By the same token, Mitsuru is shaken up completely and utterly by her father's death. His death is so much more than the loss of a loved one to her. It's symbolic of her mission the past few months being a lie. It tears a hole in her plans for the future and rips away her clear goals and motivations.

And poor, poor Junpei. His entire life he'd been searching for a concrete thing to do, something to wholly enjoy and be good at. Forming a relationship with Chidori gave him a spark and brought some light to his doubts.And when she is torn away from him, he is completely and utterly crushed. This is a loss hitting so hard that Junpei almost shuts down and just hides in his room.

And there's something to how each character moves past or comes to terms with deaths. Sometimes, it's a gut wrenching process that a character doesn't even fully recover from. Junpei is broken in a big way after Chidori, and while ultimately he does pull through, his personality has become more determined, more angry, and less happy. Mitsuru becomes resolute and focused. Ken perhaps doesn't change, but uses Shinji's death and the circumstances around it to find a new purpose in life.

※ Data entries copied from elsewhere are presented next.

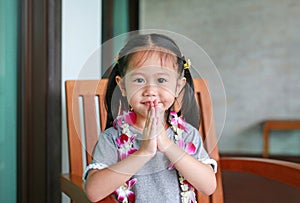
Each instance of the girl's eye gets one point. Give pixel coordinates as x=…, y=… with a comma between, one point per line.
x=139, y=80
x=161, y=80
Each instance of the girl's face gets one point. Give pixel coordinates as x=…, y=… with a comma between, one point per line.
x=151, y=80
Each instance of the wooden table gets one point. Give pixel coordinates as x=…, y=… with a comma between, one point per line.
x=269, y=125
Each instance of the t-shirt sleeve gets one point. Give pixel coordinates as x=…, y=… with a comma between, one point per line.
x=105, y=153
x=201, y=154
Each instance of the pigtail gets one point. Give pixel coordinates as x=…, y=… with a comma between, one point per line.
x=113, y=98
x=189, y=102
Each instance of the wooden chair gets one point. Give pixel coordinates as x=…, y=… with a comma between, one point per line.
x=92, y=93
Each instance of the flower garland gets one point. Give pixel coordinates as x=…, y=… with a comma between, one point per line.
x=125, y=148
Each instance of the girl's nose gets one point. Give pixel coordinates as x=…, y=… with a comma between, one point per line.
x=150, y=91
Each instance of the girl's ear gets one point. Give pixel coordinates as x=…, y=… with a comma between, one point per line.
x=121, y=85
x=180, y=84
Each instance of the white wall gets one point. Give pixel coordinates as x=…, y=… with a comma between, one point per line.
x=81, y=38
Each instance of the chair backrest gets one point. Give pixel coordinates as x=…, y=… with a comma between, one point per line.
x=86, y=117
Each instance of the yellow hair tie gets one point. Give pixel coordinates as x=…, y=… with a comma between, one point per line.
x=187, y=64
x=116, y=59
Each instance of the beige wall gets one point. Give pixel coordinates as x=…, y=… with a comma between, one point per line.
x=256, y=47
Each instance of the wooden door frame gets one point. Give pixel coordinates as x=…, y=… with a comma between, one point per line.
x=39, y=102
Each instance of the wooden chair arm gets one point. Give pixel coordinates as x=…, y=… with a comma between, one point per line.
x=281, y=171
x=72, y=185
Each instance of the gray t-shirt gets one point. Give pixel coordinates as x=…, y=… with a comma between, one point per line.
x=155, y=182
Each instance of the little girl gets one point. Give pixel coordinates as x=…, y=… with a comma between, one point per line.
x=149, y=153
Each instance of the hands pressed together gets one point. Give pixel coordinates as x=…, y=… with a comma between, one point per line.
x=154, y=134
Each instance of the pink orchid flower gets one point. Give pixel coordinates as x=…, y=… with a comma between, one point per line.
x=130, y=118
x=188, y=148
x=176, y=120
x=125, y=146
x=124, y=192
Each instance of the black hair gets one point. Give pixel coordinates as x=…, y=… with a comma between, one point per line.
x=142, y=43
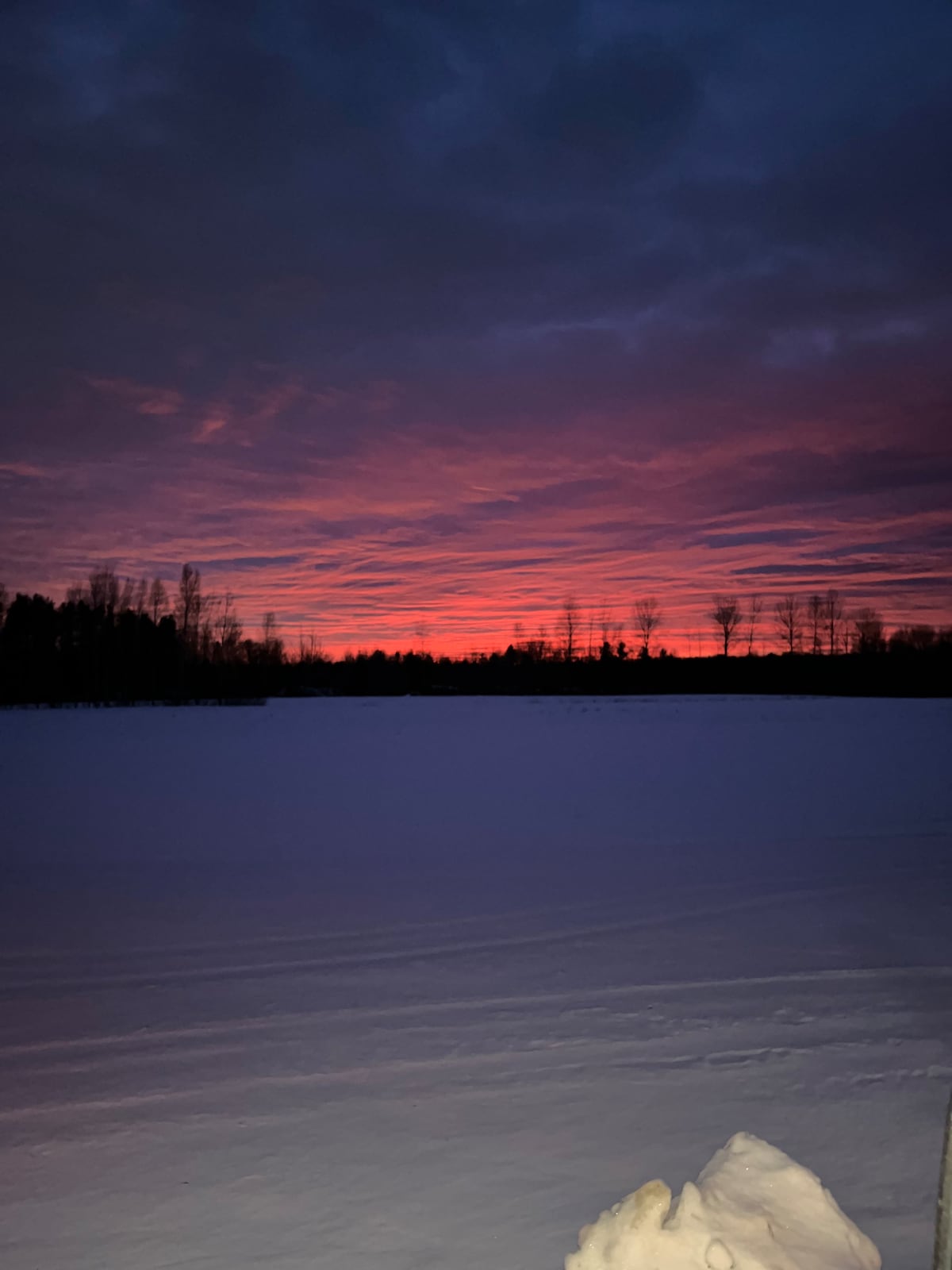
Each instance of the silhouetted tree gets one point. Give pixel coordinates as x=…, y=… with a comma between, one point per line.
x=188, y=607
x=869, y=635
x=727, y=616
x=789, y=618
x=105, y=590
x=833, y=620
x=611, y=632
x=569, y=626
x=753, y=616
x=814, y=614
x=228, y=629
x=272, y=647
x=158, y=600
x=647, y=619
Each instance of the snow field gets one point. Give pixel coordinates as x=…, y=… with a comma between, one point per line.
x=432, y=983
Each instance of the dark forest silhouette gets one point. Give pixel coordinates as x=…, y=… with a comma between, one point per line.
x=114, y=641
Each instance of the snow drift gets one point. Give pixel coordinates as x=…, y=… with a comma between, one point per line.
x=753, y=1208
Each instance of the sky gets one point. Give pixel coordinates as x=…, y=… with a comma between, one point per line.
x=406, y=319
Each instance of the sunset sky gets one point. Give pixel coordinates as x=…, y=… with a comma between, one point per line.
x=405, y=319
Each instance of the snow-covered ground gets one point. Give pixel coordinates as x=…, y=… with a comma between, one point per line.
x=429, y=983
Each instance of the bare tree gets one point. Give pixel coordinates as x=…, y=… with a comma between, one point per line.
x=127, y=596
x=725, y=614
x=647, y=619
x=158, y=600
x=103, y=590
x=228, y=629
x=833, y=620
x=755, y=606
x=789, y=618
x=869, y=632
x=188, y=607
x=140, y=598
x=569, y=626
x=272, y=645
x=814, y=613
x=309, y=648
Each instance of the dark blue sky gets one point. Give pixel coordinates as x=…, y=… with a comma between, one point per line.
x=393, y=314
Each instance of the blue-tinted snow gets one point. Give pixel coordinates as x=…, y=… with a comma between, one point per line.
x=429, y=982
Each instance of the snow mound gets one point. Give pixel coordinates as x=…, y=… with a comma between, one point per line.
x=753, y=1208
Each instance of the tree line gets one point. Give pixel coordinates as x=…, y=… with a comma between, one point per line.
x=129, y=641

Notably, we also get to see how death can simply strengthen. I haven't mentioned Akihiko much, and that's because Shinji's death strengthens his resolve that was already there. He's sad, yes, you can visibly hear anguish in his voice the day after. But he knows what he needs to do, and one day of crying is all he truly needs to come to terms with it.

This is all a lot of varied stuff, and that is absolutely what makes Persona 3 fantastic at dealing with death. Everyone reacts in and understandable and realistic way. Some people never move past it. Some people move past it right away. Everyone mourns differently. Mitsuru throws herself into work. Junpei locks himself away. Ken seeks isolation and contemplation. It's not enough for the game to just say "oh they're sad" and try to carry the shock value of a death. There are real character repercussions to each and every death in this game.

Because in the end, that's what Persona 3 is about. Loss. The sadness of loss, how we deal with loss, and perhaps what we gain from it. It gives real weight to what death means. And in doing so, in pushing past the idea of death simply being sad, it gives shape to a beautifully written series of tragic events. Persona 3 does death right.